Vedi Belgio dell'anno: 2012 - 2013 - 2014 - 2015 - 2016
Il Belgio sta attraversando una fase di grave instabilità politica legata alla fisionomia statale stessa dello stato, contraddistinta da frammentazione linguistica e comunitaria, e alla difficoltà del sistema politico di gestire le crescenti tensioni centrifughe. Differenti istanze culturali e linguistiche, nonché economiche e politiche, hanno indotto il paese ad adottare un federalismo unico nel suo genere, che vede una complessa interazione tra stato, regioni e comunità. Il sud del Belgio è infatti abitato dalla comunità francese che, per la quasi totalità, coincide con la regione della Vallonia; la regione delle Fiandre, a nord, è invece abitata prevalentemente dalla comunità fiamminga. La capitale Bruxelles costituisce poi una regione a sé, mentre un’altra comunità riconosciuta a livello politico-istituzionale è quella germanofona, che occupa la porzione orientale della Vallonia al confine con la Germania.

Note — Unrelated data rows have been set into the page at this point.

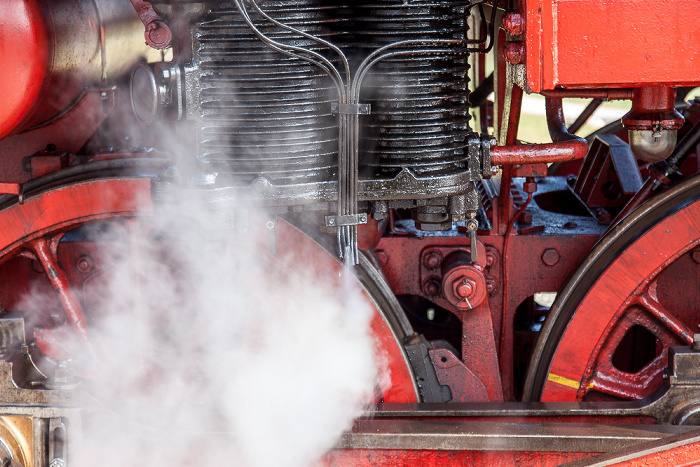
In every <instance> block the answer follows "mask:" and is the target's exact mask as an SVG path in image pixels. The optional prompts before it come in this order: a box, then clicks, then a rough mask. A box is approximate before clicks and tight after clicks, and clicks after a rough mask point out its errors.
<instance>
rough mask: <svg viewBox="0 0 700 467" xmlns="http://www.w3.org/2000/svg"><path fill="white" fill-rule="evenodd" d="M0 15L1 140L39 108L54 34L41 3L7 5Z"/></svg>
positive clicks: (46, 76)
mask: <svg viewBox="0 0 700 467" xmlns="http://www.w3.org/2000/svg"><path fill="white" fill-rule="evenodd" d="M2 9H3V11H2V15H0V36H1V37H2V40H0V83H2V92H0V94H1V95H2V96H3V97H2V99H0V137H2V136H4V135H7V134H8V133H10V132H11V131H12V130H13V129H15V128H17V127H18V126H19V124H20V122H22V121H25V120H27V118H28V115H31V111H32V110H33V109H34V107H35V106H36V105H37V101H38V100H39V96H40V94H41V92H42V88H43V87H44V85H45V81H46V79H47V78H48V74H49V67H50V63H51V42H50V33H49V31H48V30H47V27H46V23H45V20H44V12H43V11H42V9H41V6H40V4H39V2H38V1H36V0H30V1H23V0H14V1H11V2H9V1H5V2H3V6H2Z"/></svg>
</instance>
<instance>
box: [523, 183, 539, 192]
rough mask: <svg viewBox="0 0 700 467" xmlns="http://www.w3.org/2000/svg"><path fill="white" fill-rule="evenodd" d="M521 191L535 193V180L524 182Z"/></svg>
mask: <svg viewBox="0 0 700 467" xmlns="http://www.w3.org/2000/svg"><path fill="white" fill-rule="evenodd" d="M523 191H524V192H525V193H535V192H536V191H537V182H524V183H523Z"/></svg>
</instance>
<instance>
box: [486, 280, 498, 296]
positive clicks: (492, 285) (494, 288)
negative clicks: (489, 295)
mask: <svg viewBox="0 0 700 467" xmlns="http://www.w3.org/2000/svg"><path fill="white" fill-rule="evenodd" d="M496 288H497V284H496V279H494V278H493V277H491V276H488V277H486V293H488V294H489V295H491V296H493V295H494V294H495V293H496Z"/></svg>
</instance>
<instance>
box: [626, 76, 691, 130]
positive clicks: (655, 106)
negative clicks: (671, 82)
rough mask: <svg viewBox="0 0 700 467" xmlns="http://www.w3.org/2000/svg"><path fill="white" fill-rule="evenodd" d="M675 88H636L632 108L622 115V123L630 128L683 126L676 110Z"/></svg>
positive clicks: (633, 98) (678, 113)
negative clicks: (626, 114) (625, 114)
mask: <svg viewBox="0 0 700 467" xmlns="http://www.w3.org/2000/svg"><path fill="white" fill-rule="evenodd" d="M675 105H676V90H675V89H673V88H669V87H660V86H654V87H652V86H646V87H641V88H636V89H635V90H634V97H633V98H632V110H630V112H629V113H628V114H627V115H625V116H624V117H622V124H623V125H624V126H625V128H627V129H631V130H651V129H654V128H659V129H663V130H677V129H679V128H680V127H681V126H683V121H684V120H683V116H682V115H681V114H680V113H679V112H678V111H677V110H676V108H675Z"/></svg>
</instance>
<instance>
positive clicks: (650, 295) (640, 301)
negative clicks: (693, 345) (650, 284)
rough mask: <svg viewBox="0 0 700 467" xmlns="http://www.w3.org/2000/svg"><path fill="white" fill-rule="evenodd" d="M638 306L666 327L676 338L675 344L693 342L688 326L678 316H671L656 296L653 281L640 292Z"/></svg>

Tale sistema, tuttavia, non è stato in grado di arginare le tensioni latenti tra le diverse componenti nazionali, fiamminghe e francofone, che negli ultimi anni hanno determinato una grave crisi politica. Nel dicembre del 2008 il primo ministro Yves Leterme si è dimesso dal suo incarico e re Alberto II ha nominato suo successore Herman Van Rompuy, che si è però dimesso il 30 dicembre 2008, a seguito della sua designazione a presidente permanente del Consiglio europeo. Leterme è così tornato a ricoprire la carica di primo ministro, fino al 2010. L’esito delle elezioni del giugno 2010 ha portato ad un’ulteriore frammentazione del panorama politico, rendendo le forze partitiche incapaci di raggiungere un compromesso: Leterme è stato, per ben 18 mesi, a capo di un governo ad interim, in attesa della nomina di un nuovo esecutivo. Solo dal dicembre del 2011 il paese ha un nuovo governo, guidato dal socialista francofono Elio Di Rupo.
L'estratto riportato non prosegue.